Emilie and the Sky World
by Martha Wells
Genre: Fantasy, Historical, Juvenile, YA
Excerpt: Yes | Book Trailer: No
Reviewed by: Julia | Source: NetGalley
A Girl’s Own Adventure in the spirit of Jules Verne
When Emilie and Daniel arrive in Silk Harbor, Professor Abindon, an old colleague of the Marlendes, warns them that she’s observed something strange and potentially deadly in the sky, a disruption in an upper air aether current. But as the Marlendes investigate further, they realize it’s a ship from another aetheric plane. It may be just a friendly explorer, or something far more sinister, but they will have to take an airship into the dangerous air currents to find out.
Emilie joins the expedition and finds herself deep in personal entanglements, with an angry uncle, an interfering brother, and an estranged mother to worry about as well as a lost family of explorers, the strange landscapes of the upper air, and the deadly menace that inhabits the sky world.
Emilie sets sail for adventure once again, with a voyage the offers discoveries and danger and nonstop exploration. The perfect steampunk voyage for juveniles and young tweens, even those new to the series will be swept away.

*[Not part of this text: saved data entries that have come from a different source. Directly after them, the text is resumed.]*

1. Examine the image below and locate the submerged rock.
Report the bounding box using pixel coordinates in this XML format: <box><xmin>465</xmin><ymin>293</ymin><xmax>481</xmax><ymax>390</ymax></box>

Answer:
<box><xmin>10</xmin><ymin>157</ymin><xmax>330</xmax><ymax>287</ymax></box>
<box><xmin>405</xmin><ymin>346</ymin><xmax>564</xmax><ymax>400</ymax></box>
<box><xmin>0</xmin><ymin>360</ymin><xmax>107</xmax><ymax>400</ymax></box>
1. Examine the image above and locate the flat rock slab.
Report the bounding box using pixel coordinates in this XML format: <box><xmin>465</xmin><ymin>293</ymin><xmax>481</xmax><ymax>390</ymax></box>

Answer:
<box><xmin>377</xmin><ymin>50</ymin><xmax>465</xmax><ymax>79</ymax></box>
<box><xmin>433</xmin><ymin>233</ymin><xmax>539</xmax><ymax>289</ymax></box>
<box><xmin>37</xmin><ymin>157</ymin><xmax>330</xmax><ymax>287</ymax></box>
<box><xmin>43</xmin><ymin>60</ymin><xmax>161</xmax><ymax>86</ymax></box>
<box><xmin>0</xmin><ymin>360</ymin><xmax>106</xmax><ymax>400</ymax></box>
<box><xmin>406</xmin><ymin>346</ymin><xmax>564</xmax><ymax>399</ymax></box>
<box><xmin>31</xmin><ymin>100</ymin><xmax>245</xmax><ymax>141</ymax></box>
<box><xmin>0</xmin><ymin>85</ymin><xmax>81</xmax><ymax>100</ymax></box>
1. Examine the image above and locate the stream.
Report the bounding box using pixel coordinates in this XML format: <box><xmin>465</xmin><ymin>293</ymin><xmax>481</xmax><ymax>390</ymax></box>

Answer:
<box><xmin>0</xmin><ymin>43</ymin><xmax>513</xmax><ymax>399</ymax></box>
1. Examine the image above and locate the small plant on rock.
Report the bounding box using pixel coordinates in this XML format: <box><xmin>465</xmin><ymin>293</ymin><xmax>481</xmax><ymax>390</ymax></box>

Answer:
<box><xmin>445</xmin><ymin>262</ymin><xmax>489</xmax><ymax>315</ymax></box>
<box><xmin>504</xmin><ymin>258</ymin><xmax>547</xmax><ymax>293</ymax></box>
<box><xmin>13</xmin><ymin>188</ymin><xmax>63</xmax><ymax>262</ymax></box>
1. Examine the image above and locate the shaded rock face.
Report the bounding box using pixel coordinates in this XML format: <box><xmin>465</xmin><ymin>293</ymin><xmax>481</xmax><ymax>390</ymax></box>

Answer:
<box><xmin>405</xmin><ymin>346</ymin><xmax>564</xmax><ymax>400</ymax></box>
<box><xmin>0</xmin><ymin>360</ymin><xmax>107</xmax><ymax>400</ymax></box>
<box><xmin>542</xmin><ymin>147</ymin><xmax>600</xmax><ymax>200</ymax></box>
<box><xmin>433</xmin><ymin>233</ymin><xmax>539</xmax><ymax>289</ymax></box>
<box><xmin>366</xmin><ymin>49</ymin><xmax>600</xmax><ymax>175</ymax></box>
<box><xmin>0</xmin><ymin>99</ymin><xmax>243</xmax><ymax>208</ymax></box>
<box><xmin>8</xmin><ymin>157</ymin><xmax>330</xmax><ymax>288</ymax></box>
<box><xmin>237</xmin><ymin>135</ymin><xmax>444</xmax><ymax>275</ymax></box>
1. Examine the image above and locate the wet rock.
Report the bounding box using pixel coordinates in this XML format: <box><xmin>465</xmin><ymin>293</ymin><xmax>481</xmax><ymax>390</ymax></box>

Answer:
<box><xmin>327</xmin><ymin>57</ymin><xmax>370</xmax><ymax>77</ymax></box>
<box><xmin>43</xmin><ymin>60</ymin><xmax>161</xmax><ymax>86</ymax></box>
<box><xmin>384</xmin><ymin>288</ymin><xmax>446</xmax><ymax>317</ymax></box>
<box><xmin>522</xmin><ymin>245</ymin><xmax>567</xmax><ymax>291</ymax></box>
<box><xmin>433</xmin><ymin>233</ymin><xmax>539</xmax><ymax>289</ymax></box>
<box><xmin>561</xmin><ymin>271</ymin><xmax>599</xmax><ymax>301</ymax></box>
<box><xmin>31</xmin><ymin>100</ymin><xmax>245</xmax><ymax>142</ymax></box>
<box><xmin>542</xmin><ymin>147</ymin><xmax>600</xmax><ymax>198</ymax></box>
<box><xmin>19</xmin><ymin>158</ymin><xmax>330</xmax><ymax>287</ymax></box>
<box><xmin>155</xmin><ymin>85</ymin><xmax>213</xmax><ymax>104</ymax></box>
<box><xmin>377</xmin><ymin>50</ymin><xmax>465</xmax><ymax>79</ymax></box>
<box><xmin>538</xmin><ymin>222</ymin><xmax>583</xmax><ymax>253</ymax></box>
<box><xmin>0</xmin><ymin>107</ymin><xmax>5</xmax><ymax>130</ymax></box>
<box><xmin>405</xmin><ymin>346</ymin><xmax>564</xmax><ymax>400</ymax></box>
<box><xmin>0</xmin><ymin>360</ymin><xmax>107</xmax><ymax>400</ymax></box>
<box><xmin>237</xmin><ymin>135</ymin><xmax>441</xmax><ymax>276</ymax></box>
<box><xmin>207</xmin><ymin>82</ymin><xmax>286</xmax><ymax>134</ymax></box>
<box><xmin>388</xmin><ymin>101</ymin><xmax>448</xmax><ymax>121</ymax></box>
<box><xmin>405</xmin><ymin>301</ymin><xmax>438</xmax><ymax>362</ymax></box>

After some quick, subtle reorientation to her world, Wells sends Emilie off on a new voyage. With the truest dash of realism, our adventurers find that their accepted theory of a “hollow world” may be inadequate to describe the phenomena they find. Not two worlds but many, and no promise that their home is the surface world after all. Like a classic Star Trek episode wrapped in Victorian trappings, Emilie and crew go boldly to discover what new worlds and peoples have appeared. The adventure and exploration portion of the story makes up the bulk of SKY WORLD, and it was engrossing and spot on. Portions of the conflict between Emilie and a chauvinistic crew mate, however, felt like an adult theme dropped into a children’s book. Not that seeing an intrepid girl hold her own isn’t something little girls would love, but the explicit discussions about gender roles and expectations didn’t read true to the age group.
Once again Wells provides a pure adventure story that is sure to sweep children away. Despite the pockets of grown up soap boxing, I did enjoy EMILIE AND THE SKY WORLD more than it’s predecessor. As this series has already taken us below and above Emilie’s home world, I can’t wait to see where her ship sets sail next.